How's Progress on Ruby 3x3?
/Somebody on Reddit was curious: how are the Ruby folks doing on Ruby 3x3? This answer may be useful to some of you out there as well... (Please note that I don't decide this stuff, but I do keep track of it fairly closely.)
The main announced thrusts of Ruby 3 are performance, concurrency and typing.
For performance, the work is primarily occurring in the normal Ruby trunk. Matz has announced that he wants Ruby 3 to be three times as fast as Ruby 2.0.0, and there has been great progress in that direction. Rails Ruby Bench is (surprise) a benchmark checking Ruby's performance using a big highly-concurrent Rails app. You can see the results on this engineering blog, thanks to Appfolio, who sponsor my Ruby 3 work. You can also look up optcarrot, which is the other major Ruby 3 benchmark. Mine is Rails-based, while optcarrot is primarily a CPU benchmark. On the Rails-based benchmark, Ruby 2.5.0 head-of-master is around 165% of the speed of Ruby 2.0.0, so progress isn't bad. The optcarrot numbers are also quite good.
In addition to normal "let's make slow things faster" performance work, there are the two JIT branches mentioned below - Takashi and Vlad have been working independently and together, and at this point it looks like Vlad's JIT implementation is likely to make it into Ruby 3 in around a year, if nothing changes (this is not a formal announcement, just a wild prediction, do not take it as guaranteed ;-) )... Though possibly without his changes to convert Ruby's stack-based VM into a register-based VM. The register-based version is faster, but less compatible and would need more stability testing. Takashi's YARV-MJIT branch is just the JIT without the register-based VM changes.

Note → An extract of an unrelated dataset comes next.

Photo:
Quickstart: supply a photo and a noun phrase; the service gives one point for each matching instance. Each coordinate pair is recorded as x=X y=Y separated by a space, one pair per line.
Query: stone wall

For more Ruby 3 progress, I highly recommend looking up RubyKaigi 2017 videos on YouTube and RubyConf 2017 on ConFreaks. They record all the major Ruby conferences, and a lot of the proposals and status updates have been happening as conference talks. The talks are all available entirely free, though some of the RubyKaigi talks are in Japanese :-(
In particular, Takashi Kokubun gave a *great* YARV-MJIT talk this year at RubyConf, just a few weeks ago. There were several different gradual-typing talks at RubyKaigi and one by Soutaro Matsumoto (no relation) at RubyConf.
Unfortunately, the Guilds-based concurrency stuff isn't in Ruby trunk. There have been a few good blog posts about it (I like this one.) Koichi Sasada, the author of the current Ruby VM, is currently working on it. My understanding is that there's not a current version being shared around. I don't have a good feel for where that's at.
As of RubyKaigi, Matz has said he's not wild about any of the existing gradual-typing proposals, so we're basically at "still figuring out the spec" on Ruby 3 changes to the type system. We've had some on-paper proposals and some early implementations, but nothing is currently close to getting included as a standard part of the language.
And those are the big three, as far as Ruby 3 goes: performance, concurrency, typing. There are some small things "in orbit" around them like static analysis proposals for typing and benchmarking for performance.
But that's basically where things stand.